THE city didn’t look in the nooks and crannies.
It didn’t search in the rat-infested, garbage-strewn, closed-off, “do not trespass” underbelly of the city.
The city conducted a “scientific” head count of New York’s homeless population early yesterday morning – but didn’t want to get its hands dirty.
My homeless buddy, Mark Luehrs, 48, was skeptical of the survey from the start because he was rousted by Mayor Bloomberg’s cops during a well-publicized holiday crackdown.
Searching for a nook, we found a soggy, light-beige sofa bed in a garbage heap behind the swanky high-rise apartment building at 300 E. 59th St.
We replaced the missing cushions with a large, folded-up cardboard box and parked the couch on the sidewalk under a Queensboro Bridge overpass on East 59th Street between First and Second avenues.
“If we stay here, all we’re going to do is attract the cops,” said Luehrs, who doubted any of the city’s 1,000 volunteer head-counters would bother with us.
“If they’re really looking for homeless people, they’ll still find us across the street,” he said, referring to an area blocked off by concrete highway barricades where we dragged the sofa.
The temperature dipped below 32 degrees and patrolling cops had a right to haul us to a shelter. Luehrs dipped his legs into a black plastic garbage bag to keep warm, and I clung to a fleece blanket for dear life until 4 a.m., when the city’s homeless survey ended.
We weren’t counted.
Jim Anderson, a spokesman for the city’s Department of Homeless Services, said the foot of the Queensboro Bridge was not an area visited by the volunteers because it wasn’t identified as a high-density homeless area. A team of volunteers actually was a block to the north.
He explained that the methodology of the count is designed to get a sampling of Manhattan’s homeless people in “public places” and that the search excluded – for safety reasons – subway tunnels, abandoned buildings and other secluded areas where they hide to avoid Bloomberg’s cops.

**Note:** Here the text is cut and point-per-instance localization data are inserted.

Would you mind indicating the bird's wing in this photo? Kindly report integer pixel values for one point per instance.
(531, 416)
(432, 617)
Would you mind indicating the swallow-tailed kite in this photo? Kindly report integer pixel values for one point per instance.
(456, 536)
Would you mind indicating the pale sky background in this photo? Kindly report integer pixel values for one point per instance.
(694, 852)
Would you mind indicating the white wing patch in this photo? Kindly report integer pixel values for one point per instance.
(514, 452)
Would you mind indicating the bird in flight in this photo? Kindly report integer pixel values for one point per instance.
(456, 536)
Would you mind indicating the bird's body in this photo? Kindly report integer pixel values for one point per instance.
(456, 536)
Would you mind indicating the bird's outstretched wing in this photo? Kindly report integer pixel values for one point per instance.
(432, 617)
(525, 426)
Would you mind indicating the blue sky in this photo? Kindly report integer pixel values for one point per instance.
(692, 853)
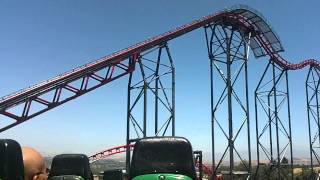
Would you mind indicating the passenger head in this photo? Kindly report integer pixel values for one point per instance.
(34, 165)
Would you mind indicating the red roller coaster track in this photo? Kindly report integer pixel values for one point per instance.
(78, 81)
(121, 149)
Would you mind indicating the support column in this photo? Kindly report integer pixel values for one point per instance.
(228, 51)
(312, 92)
(153, 82)
(273, 125)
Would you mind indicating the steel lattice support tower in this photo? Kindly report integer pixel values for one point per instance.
(153, 82)
(313, 94)
(273, 125)
(228, 50)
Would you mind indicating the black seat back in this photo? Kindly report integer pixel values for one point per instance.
(71, 164)
(11, 162)
(113, 175)
(163, 155)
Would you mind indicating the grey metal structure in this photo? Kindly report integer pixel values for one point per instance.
(273, 125)
(228, 50)
(313, 94)
(153, 82)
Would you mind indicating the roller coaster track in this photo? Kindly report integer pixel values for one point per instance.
(121, 149)
(50, 94)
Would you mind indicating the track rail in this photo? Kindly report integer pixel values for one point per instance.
(124, 60)
(121, 149)
(109, 152)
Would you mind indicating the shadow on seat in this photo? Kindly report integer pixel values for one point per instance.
(70, 167)
(113, 174)
(11, 162)
(163, 155)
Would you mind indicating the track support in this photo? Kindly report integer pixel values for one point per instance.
(153, 82)
(228, 51)
(313, 94)
(273, 125)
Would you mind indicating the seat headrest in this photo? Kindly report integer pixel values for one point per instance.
(66, 177)
(71, 164)
(113, 175)
(11, 162)
(163, 155)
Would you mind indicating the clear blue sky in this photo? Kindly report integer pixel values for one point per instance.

“They weren’t going into areas that are considered dangerous,” said Beverly Cheuvront, a spokeswoman for the Partnership for the Homeless.
“It certainly skews the numbers, because that’s where a lot of the people stay.”
And, she added, “It’s ironic that the count comes right after a police crackdown where police were ordered to move the homeless out of highly visible areas.”